Raaf is een enorm intrigerend meisje dat je echt leert kennen. Ze worstelt zich door de dagen, weet zich geen houding te geven als ze de jongen van de campingwinkel ontmoet. Ze doet lomp, maar achtervolgt hem wel naar zijn geheime plek in het bos waar hij naar het heelal kijkt. Het heelal heeft heel veel dubbele betekenissen in het boek, dat is zo mooi gedaan.

“Missen is steeds weer afscheid nemen. Steeds weer verdwalen in je hoofd. Ik wist niet dat ik zó ver kon denken. (…) Missen is een soort heelal van binnen.”

En Annejan Mieras verwerkt ook in dit boek weer andere literatuur, het prachtige boek Het mysterie van niks en oneindig veel snot van Jan Paul Schutten. Mieras, die ook nog juf is, is duidelijk een echte leesbevorderaar en liefhebber van (jeugd)literatuur. Lang leve lezen!

Meer horen over de schrijver en dit boek? Luister de Grote Vriendelijke Podcast waarin ze te gast is!

Informatief

Het geweldige Grote Mensen boek – Julie de Graaf & Wendy Panders

“Wist je dat er voor Grote Mensen allerlei boeken bestaan over hoe ze met jou, een kind, moeten omgaan? Echt waar! (…) En ondertussen moet jij zelf maar uitzoeken jij met Grote Mensen moet omgaan. Nou, mooi niet: dit boek is voor jou!”

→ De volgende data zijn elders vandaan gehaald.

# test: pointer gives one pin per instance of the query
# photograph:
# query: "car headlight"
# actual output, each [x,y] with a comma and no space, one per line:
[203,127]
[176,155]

Een beetje beschaamd sla ik de bladzijde om. Dit boek is helemaal niet voor mij. Dat is me al op de eerste pagina verteld: dit boek is niet voor Grote Mensen. Toch wil ik graag weten wat er dan te vertellen is over ons, die zogenaamde Grote Mens. Van kinderen weet ik veel: ik heb drie pedagogische opleidingen gedaan en zelf twee kinderen opgevoed. Maar wat weet ik over volwassenen door de ogen van kinderen? Weinig, merk ik.

Toen wij een baby kregen, las ik ‘Oei ik groei’, een boek over de ontwikkeling van baby’s. Want mijn man en ik snapten er niks van als onze baby weer lag te huilen terwijl ze een schone luier en een vol buikje had. Wat kon er aan de hand zijn? Hadden wij iets niet goed gedaan? Een speentje? Zacht dekentje? Nog meer knuffels in het bed? Het licht uit, of juist aan? Je doet maar wat, als kersverse ouders.

Maar die kinderen dan, hebben die enig idee hoe ze met hun ouders of andere volwassenen om moeten gaan? Natuurlijk niet, ze snappen er niks van. Oké, ze zorgen voor eten in huis, een warm bedje en een televisie met afstandsbediening. Maar waarom mogen ze niet de hele dag snoep eten? Of tv kijken in bed? Waarom worden volwassenen soms zomaar opeens boos, terwijl je niks fout hebt gedaan?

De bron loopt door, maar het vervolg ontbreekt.